In
a screen of more than 100,000 potential drugs, only one, harmine, drove human insulin-producing
beta cells to multiply, according to a study led by researchers at the Icahn
School of Medicine at Mount Sinai, published in Nature Medicine. Diabetes results from too few insulin-producing “beta
cells” in the pancreas. Insulin is the hormone required to keep blood sugar
levels in the normal range. In a
groundbreaking Mount Sinai study, researchers found that harmine drove the sustained
division and multiplication of adult human beta cells in culture, a feat that
had eluded the field for years.
In addition, harmine treatment tripled the
number of beta cells and resulted in improved better blood sugar control in
three groups of mice engineered to mimic human diabetes. “Our results provide a
large body of evidence demonstrating that the harmine drug class can make human
beta cells proliferate at levels that may be relevant for diabetes treatment,”

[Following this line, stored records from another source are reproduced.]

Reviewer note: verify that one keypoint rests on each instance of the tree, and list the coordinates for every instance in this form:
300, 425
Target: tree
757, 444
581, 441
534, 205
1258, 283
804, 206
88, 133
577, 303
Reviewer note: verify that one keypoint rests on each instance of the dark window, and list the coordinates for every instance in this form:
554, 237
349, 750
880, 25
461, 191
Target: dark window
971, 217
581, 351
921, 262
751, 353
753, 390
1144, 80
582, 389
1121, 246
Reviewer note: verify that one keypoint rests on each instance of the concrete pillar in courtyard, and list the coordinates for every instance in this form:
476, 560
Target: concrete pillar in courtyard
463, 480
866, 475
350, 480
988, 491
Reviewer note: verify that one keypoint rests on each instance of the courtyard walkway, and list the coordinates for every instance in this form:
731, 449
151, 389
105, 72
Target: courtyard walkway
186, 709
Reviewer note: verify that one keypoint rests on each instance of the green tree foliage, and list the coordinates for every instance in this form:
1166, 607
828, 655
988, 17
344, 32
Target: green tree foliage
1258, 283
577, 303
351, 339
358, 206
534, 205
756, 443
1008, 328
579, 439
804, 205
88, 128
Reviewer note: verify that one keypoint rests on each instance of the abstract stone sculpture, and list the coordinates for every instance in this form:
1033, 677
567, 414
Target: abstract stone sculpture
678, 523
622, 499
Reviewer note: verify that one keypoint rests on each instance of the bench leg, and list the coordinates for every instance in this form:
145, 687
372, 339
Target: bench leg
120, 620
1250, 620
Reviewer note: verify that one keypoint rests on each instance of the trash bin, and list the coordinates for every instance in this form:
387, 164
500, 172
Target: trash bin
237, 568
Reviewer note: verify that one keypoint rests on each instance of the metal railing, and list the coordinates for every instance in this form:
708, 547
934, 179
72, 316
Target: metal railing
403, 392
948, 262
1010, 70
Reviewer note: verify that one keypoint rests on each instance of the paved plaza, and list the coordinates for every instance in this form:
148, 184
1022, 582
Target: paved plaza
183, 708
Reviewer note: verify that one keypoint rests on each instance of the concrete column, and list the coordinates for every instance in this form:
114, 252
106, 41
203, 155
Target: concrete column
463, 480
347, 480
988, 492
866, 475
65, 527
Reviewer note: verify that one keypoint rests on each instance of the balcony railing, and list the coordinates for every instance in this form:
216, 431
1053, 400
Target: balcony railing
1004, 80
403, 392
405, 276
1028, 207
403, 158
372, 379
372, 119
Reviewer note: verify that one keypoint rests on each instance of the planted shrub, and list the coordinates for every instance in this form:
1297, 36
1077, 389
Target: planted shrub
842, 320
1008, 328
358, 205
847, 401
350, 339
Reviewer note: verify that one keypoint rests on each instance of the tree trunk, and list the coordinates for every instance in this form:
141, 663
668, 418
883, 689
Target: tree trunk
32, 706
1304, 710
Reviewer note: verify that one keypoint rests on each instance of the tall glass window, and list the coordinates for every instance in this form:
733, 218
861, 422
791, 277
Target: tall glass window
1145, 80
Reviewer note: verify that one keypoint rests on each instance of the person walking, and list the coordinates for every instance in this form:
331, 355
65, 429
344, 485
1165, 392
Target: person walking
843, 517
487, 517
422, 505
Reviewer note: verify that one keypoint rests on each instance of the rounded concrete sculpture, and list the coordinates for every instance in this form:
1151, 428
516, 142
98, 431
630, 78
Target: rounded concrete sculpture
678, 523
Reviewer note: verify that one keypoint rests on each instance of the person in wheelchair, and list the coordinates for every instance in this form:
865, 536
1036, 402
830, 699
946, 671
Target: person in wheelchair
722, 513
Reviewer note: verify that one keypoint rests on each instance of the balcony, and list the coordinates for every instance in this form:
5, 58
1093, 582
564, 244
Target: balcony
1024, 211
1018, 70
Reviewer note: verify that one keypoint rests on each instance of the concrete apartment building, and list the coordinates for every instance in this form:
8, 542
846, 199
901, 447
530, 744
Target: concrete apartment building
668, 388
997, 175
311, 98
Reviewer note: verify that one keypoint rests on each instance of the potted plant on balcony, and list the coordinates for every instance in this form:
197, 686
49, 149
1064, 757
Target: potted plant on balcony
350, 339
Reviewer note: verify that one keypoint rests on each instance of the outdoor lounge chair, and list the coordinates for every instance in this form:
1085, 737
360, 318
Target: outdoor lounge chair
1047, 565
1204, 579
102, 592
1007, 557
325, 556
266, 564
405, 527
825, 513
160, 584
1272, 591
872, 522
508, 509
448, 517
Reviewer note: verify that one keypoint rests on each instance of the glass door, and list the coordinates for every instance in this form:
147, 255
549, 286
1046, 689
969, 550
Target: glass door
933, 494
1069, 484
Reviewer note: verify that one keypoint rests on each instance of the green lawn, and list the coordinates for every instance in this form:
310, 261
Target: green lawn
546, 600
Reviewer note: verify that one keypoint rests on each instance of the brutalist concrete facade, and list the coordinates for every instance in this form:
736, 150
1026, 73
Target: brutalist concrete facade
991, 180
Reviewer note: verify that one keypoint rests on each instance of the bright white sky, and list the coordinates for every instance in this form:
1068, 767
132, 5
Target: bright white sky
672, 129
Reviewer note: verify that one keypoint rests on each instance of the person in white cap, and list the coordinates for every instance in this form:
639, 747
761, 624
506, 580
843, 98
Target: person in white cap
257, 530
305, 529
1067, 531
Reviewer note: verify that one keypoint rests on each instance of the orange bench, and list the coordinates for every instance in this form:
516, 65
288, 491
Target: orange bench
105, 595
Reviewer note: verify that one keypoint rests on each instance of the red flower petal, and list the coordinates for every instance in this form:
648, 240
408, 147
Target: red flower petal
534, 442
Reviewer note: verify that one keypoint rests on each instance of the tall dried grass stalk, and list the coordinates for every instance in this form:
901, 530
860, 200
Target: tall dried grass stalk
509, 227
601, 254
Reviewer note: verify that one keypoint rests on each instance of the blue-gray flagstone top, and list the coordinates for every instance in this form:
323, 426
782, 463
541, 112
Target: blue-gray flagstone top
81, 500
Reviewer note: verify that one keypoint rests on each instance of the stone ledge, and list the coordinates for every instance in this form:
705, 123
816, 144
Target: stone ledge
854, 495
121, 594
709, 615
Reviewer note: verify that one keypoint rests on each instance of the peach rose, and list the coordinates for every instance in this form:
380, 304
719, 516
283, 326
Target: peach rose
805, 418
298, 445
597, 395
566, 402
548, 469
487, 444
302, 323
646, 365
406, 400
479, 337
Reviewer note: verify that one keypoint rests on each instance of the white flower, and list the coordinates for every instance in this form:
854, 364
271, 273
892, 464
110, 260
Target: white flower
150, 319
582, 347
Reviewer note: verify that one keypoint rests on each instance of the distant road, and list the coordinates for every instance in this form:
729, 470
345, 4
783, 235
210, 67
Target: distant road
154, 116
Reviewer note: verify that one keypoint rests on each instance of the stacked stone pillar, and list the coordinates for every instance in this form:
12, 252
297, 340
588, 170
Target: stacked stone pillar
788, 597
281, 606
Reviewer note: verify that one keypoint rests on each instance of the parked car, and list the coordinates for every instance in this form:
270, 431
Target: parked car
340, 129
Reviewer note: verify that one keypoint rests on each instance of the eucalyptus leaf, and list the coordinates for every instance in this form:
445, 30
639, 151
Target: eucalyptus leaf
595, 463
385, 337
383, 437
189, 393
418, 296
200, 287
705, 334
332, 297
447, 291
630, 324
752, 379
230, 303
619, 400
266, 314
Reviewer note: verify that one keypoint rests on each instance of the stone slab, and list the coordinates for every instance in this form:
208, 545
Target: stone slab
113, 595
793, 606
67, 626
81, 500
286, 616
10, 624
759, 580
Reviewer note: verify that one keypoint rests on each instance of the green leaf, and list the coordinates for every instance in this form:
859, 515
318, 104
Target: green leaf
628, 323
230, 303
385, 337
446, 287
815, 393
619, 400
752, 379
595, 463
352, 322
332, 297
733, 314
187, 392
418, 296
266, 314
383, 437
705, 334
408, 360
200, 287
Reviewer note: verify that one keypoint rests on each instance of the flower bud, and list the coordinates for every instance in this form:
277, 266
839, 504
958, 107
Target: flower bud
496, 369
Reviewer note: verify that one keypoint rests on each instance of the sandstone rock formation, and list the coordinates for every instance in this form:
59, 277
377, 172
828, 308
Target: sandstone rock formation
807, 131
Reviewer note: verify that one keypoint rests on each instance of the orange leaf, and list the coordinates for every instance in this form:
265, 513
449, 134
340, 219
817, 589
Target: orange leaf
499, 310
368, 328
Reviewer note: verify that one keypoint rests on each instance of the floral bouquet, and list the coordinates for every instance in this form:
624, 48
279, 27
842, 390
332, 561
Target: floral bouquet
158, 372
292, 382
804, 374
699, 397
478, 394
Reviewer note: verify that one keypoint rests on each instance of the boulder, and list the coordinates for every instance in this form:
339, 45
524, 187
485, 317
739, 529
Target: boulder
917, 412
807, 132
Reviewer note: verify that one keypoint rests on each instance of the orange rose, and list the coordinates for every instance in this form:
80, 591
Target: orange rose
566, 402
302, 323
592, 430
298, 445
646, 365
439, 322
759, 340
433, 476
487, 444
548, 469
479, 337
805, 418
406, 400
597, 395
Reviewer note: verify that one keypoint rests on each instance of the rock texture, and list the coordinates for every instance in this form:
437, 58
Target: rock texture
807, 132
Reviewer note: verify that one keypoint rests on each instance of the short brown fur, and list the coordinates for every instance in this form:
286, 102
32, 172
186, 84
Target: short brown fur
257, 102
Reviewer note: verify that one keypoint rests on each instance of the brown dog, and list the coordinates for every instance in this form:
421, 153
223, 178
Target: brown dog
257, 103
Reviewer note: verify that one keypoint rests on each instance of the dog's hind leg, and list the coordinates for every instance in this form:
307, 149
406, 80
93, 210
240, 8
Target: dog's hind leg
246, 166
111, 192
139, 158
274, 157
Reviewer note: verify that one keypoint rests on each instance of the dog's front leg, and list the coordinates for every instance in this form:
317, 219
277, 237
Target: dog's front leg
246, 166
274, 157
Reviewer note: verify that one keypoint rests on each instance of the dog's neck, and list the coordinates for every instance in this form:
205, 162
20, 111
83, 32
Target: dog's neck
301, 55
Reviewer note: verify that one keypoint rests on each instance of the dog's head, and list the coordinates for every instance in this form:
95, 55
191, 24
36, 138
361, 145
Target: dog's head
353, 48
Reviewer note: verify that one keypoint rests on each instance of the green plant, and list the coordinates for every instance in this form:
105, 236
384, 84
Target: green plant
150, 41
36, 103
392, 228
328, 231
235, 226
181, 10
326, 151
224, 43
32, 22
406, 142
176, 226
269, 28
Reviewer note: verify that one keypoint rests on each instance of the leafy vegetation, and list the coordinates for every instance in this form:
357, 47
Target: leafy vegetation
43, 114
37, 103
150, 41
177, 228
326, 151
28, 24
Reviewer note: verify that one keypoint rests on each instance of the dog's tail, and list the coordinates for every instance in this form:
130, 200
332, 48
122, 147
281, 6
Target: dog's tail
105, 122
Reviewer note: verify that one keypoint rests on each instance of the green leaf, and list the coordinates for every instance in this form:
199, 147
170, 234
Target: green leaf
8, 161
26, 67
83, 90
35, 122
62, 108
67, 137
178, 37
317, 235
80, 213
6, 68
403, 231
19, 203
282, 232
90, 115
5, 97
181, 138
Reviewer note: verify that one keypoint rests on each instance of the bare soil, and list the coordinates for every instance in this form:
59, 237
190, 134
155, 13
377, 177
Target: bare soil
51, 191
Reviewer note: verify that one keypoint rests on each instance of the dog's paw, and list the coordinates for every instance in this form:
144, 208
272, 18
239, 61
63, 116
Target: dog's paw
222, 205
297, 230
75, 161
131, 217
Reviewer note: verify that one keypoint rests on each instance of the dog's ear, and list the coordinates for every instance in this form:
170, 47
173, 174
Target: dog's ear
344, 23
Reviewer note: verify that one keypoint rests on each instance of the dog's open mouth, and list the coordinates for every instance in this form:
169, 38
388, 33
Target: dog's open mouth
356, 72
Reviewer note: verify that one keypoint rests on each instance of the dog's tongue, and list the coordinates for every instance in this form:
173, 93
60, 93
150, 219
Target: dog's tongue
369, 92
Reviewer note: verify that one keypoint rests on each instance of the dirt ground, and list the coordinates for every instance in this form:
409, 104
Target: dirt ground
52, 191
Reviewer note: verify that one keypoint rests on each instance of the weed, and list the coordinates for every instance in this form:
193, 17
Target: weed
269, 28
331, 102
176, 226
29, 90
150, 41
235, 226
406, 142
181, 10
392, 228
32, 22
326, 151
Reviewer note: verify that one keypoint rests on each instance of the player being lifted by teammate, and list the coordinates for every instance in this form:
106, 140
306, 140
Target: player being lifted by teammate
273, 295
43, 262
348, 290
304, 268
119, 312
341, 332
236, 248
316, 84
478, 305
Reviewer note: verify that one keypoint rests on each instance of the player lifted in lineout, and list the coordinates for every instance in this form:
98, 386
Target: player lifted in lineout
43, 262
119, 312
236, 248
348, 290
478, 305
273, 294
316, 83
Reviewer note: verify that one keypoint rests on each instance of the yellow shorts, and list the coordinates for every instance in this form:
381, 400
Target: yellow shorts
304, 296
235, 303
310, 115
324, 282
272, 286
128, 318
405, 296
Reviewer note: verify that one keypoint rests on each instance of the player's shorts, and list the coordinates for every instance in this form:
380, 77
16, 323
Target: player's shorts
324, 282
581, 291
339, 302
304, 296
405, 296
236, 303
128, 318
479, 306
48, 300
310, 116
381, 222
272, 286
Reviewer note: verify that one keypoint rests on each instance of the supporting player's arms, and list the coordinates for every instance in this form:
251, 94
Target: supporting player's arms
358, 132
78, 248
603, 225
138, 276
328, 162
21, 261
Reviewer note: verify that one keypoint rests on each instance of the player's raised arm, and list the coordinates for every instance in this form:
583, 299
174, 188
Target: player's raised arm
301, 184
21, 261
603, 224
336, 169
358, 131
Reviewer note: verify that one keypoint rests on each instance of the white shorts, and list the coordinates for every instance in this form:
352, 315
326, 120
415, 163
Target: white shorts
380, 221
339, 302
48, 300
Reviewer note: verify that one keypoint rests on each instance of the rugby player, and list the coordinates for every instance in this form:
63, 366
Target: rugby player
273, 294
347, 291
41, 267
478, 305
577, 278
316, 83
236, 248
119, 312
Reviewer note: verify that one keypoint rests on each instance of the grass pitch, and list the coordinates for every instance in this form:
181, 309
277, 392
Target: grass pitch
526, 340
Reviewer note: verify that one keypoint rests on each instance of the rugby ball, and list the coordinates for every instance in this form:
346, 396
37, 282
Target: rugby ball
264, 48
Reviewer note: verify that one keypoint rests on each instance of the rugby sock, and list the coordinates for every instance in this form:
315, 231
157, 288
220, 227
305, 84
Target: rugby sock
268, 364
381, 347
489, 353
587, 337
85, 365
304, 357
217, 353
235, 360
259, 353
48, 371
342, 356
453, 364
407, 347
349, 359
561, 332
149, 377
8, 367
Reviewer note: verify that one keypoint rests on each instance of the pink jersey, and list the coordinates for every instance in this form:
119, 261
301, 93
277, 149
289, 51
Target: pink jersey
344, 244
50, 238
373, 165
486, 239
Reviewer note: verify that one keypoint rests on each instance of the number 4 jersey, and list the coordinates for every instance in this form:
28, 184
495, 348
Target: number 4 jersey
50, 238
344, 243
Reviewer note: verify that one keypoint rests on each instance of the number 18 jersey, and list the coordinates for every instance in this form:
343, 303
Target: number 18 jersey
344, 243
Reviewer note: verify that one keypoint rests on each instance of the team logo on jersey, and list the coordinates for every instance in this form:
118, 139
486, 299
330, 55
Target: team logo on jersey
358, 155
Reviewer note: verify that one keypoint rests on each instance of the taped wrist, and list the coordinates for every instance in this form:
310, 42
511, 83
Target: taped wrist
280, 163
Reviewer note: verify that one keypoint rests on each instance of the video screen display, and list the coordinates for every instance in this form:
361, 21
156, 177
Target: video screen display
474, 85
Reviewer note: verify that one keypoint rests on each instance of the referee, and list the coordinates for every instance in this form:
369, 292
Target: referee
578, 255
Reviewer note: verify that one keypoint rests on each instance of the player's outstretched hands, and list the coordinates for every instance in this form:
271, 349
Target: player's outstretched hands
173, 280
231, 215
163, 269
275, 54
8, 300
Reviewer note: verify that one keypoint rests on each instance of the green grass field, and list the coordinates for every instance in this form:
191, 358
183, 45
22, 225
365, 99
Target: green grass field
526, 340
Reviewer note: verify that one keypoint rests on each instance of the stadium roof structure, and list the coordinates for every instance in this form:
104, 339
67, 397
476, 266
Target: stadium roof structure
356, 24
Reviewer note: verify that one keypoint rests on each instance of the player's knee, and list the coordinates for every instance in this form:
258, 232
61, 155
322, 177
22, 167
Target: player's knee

said senior study author Andrew Stewart, MD, Director of the Diabetes, Obesity
and Metabolism Institute at the Icahn School of Medicine. “While we still have a lot of work to do in improving the specificity
and potency of the harmine and related compounds, we believe these results
represent a key step toward more effective future treatment of diabetes.” Loss
of insulin-producing beta cells has long been recognized as a cause of Type 1
diabetes, in which the immune system mistakenly attacks and destroys beta
cells. In recent years, researchers concluded that a deficiency of functioning
beta cells also contributes to Type 2 diabetes. Thus, development of drugs that
can increase the numbers of healthy beta cells is a major priority in diabetes
research.
Re-Creating a Burst
As
humans develop, each cell divides into two, leading to many more cells in subsequent
generations as organs form. In the case of beta cells in the pancreas, most of this multiplication
comes in a burst during the first year of life and then declines during
childhood, leaving a limited supply to last a lifetime. During this burst, about
two percent of a child’s beta cells are dividing at any one time. The current
study found that harmine re-creates roughly the same amount of beta cell division,
in cell and animal tests. While
increasing the supply of beta cells seems an obvious approach, past attempts to
do so have met with limited success. Perhaps as a result of their unique genetic
program, adult beta cells strongly resist attempts to nudge them into cell
division.
Over
several years, Dr. Stewart and colleagues unraveled genes and signaling
pathways that drive multiplication (proliferation) of beta cells, and then
confirmed proposed mechanisms with gene therapy. Based on the current study
results, the team believes a particular enzyme, “dual specificity tyrosine-regulated
kinase-1a (DYRK1A)”, is the likely target of harmine. With this discovery,
DYRK1A, known from past studies to drive cell division in other cell types, becomes
a drug development target.
“We
found that harmine, likely by interacting with DYRK1A, increases levels of
other known drivers of cell division,” said Peng Wang, PhD, Assistant Professor of Medicine,
Endocrinology, Diabetes, and Bone Disease at the Icahn School of Medicine and first
author of the paper. “These drivers include
the protein c-MYC, the gene which was the basis of the screen we used to identify
harmine as a potential treatment.” Dr. Wang said the team designed a sensor to
glow (thanks to a firefly gene) when any compound activated the promoter DNA
snippet responsible for turning on the c-MYC gene. Of more than 100,000 compounds
analyzed in a high-speed robotic screen, harmine was among 86 that caused the
brightest glow, and was the only one that caused beta cell proliferation. The c-MYC
pathway appeared to be an unlikely therapeutic target for beta cell
regeneration because past studies identified that it caused beta cell death
when activated in high doses. However, researchers
found in the current study found that harmine causes only modest increases in
c-MYC levels, and no beta cell death.
The research
team will now focus on making changes to harmine and its relatives to find drug
candidates that target only beta cells. Harmine is derived from a flowering plant called
Harmal (peganum Harmala) found in the Middle East, and from some South American
vines. Drug development efforts based on harmine will need to grapple with its
known psychoactive effects on the brain, which may explain its traditional use in
spiritual ceremonies and as medicine.